I realize there is a rich and vibrant independent gaming scene that exists far beyond the stale sphere of major releases, but even that platform too often seems enamored of its own self-satisfied sense of artistry and social commentary. Of course, there are always games doing things never before conceived, but I'm painting in broad strokes here describing what I see as the trends and tides a scope 10 years wide. In that context, I don't think indie gaming has dramatically diverged from the trap of too often giving the nod to style over substance.

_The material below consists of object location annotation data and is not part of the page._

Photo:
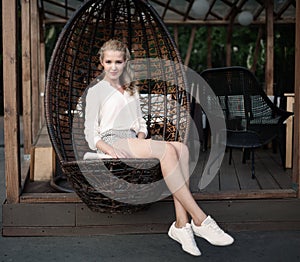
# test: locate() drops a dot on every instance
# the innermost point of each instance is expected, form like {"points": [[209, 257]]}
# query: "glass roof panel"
{"points": [[177, 9]]}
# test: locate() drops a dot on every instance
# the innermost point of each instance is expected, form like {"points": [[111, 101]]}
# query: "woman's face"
{"points": [[113, 63]]}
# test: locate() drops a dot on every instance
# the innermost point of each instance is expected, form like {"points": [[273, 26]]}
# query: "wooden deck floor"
{"points": [[231, 182], [235, 180]]}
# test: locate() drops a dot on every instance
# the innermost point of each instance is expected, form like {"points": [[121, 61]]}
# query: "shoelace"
{"points": [[190, 234], [213, 225]]}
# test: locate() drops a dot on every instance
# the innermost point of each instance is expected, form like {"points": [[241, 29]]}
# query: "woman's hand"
{"points": [[110, 150], [141, 135]]}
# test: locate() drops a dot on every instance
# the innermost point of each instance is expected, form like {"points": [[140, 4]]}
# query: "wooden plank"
{"points": [[38, 215], [290, 102], [26, 76], [35, 98], [228, 177], [243, 172], [246, 194], [49, 198], [296, 152], [269, 71], [42, 158], [243, 194], [152, 215], [275, 168], [42, 78], [10, 89], [75, 219], [262, 175]]}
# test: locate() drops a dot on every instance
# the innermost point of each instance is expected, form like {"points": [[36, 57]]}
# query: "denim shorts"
{"points": [[111, 136]]}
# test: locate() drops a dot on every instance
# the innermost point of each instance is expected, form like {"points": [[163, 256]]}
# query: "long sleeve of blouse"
{"points": [[107, 108]]}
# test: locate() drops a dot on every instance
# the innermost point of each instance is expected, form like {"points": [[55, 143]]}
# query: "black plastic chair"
{"points": [[252, 119]]}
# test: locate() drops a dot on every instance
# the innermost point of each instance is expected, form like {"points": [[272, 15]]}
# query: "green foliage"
{"points": [[243, 41]]}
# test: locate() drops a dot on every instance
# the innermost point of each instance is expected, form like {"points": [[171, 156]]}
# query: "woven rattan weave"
{"points": [[75, 64]]}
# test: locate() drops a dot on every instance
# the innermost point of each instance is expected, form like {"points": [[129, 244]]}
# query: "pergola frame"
{"points": [[33, 81]]}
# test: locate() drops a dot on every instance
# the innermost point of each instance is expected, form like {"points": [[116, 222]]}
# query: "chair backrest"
{"points": [[244, 102], [74, 65]]}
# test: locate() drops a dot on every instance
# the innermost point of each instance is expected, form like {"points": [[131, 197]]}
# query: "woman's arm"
{"points": [[91, 118]]}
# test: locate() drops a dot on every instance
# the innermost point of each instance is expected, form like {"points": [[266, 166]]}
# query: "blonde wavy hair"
{"points": [[126, 79]]}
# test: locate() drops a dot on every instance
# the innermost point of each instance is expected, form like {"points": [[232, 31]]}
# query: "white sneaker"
{"points": [[210, 231], [185, 237]]}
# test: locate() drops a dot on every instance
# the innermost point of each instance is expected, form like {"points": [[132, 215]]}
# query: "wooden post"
{"points": [[269, 71], [11, 117], [190, 47], [228, 43], [26, 76], [176, 36], [42, 78], [296, 158], [34, 36], [257, 47]]}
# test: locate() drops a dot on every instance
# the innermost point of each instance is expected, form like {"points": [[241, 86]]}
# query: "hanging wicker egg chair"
{"points": [[75, 64]]}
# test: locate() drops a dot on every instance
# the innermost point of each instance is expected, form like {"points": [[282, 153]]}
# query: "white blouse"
{"points": [[107, 108]]}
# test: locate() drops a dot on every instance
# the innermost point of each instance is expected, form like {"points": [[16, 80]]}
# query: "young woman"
{"points": [[114, 126]]}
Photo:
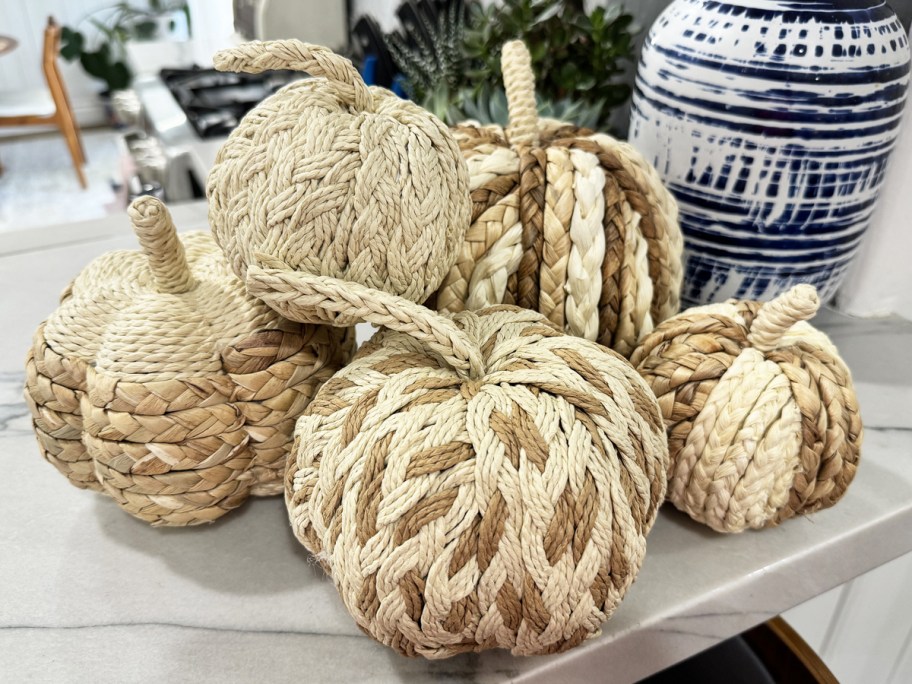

Despite appearances to the contrary, I’m actually very positive about where gaming has the opportunity to go over the next few years, and I think that in the long run this decade will actually be seen as the first that cemented gaming as a mature media platform. I’m just ready to play something a little different.

Comments

You missed one game with a new mechanic that sold a lot of copies: Katamari Damacy. That game was utterly and completely new in a way we hadn't seen in a long time.

Of course, it immediately spawned a bunch of sequels, so it may not serve as a very good counterpoint to your argument, but I thought it was worth mentioning.

Malor wrote:

You missed one game with a new mechanic that sold a lot of copies: Katamari Damacy. That game was utterly and completely new in a way we hadn't seen in a long time.

Of course, it immediately spawned a bunch of sequels, so it may not serve as a very good counterpoint to your argument, but I thought it was worth mentioning.

Just a thought: How close is Katamari's central mechanic to that of a 3D Pac-Man?